What is CI, and what can it do for your ML models and workflows?

ML workflows consist of a number of moving parts — including the data platforms and analytics systems that gather data, the data pipelines that take that data and store it within your systems, and the people or processes that then clean that data and prepare it for use. From there, your ML models are trained and retrained on your data until they provide useful output that can be verified by domain experts. It’s a living system that mixes human and artificial intelligence, each enhancing the other’s contribution.

2023-07-28-automate-ml-cicd

An effective ML system depends on good MLOps {: target=”_blank”}practices. These are derived from proven DevOps practices that have become a cornerstone of software development. The quality of your models, and the outcomes they produce, depend on the speed at which you can train and retrain them and the quality of the data you feed them. Both of these processes can be greatly enhanced by implementing CI/CD pipelines to manage your ML workflow.

CircleCI is a CI/CD platform that is well suited for automating ML workflows and solves the most common challenges facing ML developers. This flexible platform lets you build fully bespoke pipelines that can perform almost any task in either managed, cloud-hosted execution environments running the OS and software of your choice or on your own local hardware using self-hosted runners. It’s powered by Git, so your CI/CD pipelines integrate with your existing tools — just add a CircleCI configuration file to your project, and you can start automating.

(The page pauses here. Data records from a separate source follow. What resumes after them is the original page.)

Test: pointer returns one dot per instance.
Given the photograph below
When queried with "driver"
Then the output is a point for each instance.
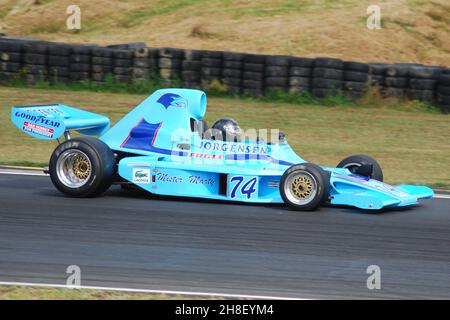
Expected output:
(227, 129)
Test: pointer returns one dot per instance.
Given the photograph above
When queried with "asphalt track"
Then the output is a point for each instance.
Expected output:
(129, 239)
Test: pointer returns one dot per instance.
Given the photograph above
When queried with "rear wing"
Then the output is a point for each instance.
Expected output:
(51, 121)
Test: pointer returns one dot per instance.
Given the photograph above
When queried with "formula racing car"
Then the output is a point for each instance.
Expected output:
(165, 147)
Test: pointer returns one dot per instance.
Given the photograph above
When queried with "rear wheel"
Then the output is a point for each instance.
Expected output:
(305, 186)
(363, 165)
(82, 167)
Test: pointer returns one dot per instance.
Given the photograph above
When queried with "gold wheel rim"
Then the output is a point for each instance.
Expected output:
(302, 187)
(81, 167)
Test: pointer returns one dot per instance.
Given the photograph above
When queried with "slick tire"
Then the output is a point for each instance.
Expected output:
(82, 167)
(305, 186)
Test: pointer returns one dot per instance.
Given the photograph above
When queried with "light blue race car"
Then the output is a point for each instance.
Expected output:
(165, 147)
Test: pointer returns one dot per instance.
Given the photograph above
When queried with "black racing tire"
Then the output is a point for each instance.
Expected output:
(300, 71)
(354, 86)
(101, 68)
(328, 73)
(10, 66)
(102, 52)
(232, 64)
(102, 60)
(233, 56)
(80, 67)
(191, 65)
(301, 62)
(123, 54)
(10, 56)
(356, 66)
(276, 71)
(171, 53)
(326, 83)
(354, 162)
(58, 61)
(97, 166)
(305, 186)
(444, 80)
(190, 55)
(424, 72)
(190, 75)
(422, 84)
(253, 67)
(396, 82)
(34, 58)
(124, 63)
(328, 63)
(299, 81)
(397, 71)
(276, 82)
(282, 61)
(356, 76)
(80, 58)
(445, 90)
(59, 49)
(254, 58)
(231, 73)
(211, 62)
(256, 76)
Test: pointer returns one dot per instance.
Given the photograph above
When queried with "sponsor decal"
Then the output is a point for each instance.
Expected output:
(233, 147)
(37, 119)
(164, 177)
(141, 175)
(205, 156)
(199, 180)
(35, 128)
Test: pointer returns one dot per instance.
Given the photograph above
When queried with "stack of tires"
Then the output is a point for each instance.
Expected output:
(35, 61)
(356, 77)
(422, 83)
(190, 69)
(253, 75)
(101, 64)
(396, 80)
(153, 57)
(377, 74)
(443, 91)
(58, 63)
(10, 60)
(300, 75)
(328, 77)
(276, 73)
(170, 63)
(232, 71)
(140, 66)
(80, 63)
(211, 66)
(122, 63)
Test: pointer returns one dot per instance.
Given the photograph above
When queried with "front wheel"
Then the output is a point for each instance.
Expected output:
(82, 167)
(305, 186)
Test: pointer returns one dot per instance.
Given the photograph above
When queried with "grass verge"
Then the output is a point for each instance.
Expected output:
(41, 293)
(411, 141)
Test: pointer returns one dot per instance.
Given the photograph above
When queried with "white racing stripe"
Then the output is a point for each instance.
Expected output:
(170, 292)
(37, 173)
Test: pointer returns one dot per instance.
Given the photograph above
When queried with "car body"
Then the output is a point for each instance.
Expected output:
(158, 150)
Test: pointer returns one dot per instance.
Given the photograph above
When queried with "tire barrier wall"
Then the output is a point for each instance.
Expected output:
(242, 73)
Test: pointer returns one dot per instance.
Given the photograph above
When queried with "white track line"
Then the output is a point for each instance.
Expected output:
(28, 173)
(188, 293)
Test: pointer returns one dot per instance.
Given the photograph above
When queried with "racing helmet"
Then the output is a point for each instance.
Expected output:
(229, 129)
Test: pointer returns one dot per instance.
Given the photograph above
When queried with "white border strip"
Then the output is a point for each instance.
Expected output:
(169, 292)
(42, 174)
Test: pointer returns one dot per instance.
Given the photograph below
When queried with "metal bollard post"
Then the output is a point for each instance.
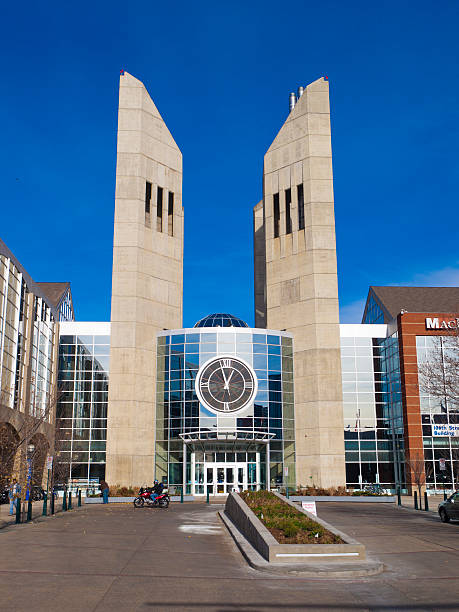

Our example use case scenario: a TensorFlow image recognition ML workflow

2023-07-28-circleci-for-ml

This tutorial is about building CI/CD pipelines to automate ML tasks — not how to build an ML model — so we’ll keep it simple and use the example ML workflow provided by TensorFlow. This code builds a model using Keras and example data from MNIST that identifies images, tests the model, and then packages it. In part 2 of this tutorial, we will build a workflow that deploys it to TensorFlow Serving for use, tests it, and retrains it.

The tools you use and your ML workflows will be unique to your use case, but the CI/CD practices demonstrated here will work with whatever ML system you are building. No matter which ML platform you’re running or how complex your system is, it can be broken down into steps and automated using CircleCI.

Our example ML workflow and CircleCI pipeline

If you want to dive right into the example code, see the repository for this tutorial. This repository contains the instructions and scripts required to manually configure and run the ML workflows, as well as a CircleCI configuration that automates the processes:

The ml directory contains an example ML workflow split across several Python scripts.
- These scripts rely on a .env file with the deployment server details in the root project directory. An example is provided.
The tools directory contains Bash scripts for setting up the environment to run the ML workflow, testing the workflows locally, and configuring a TensorFlow Serving server.
Finally, the .circleci directory contains the CircleCI config.yml that defines the CircleCI pipelines that will call the ML scripts.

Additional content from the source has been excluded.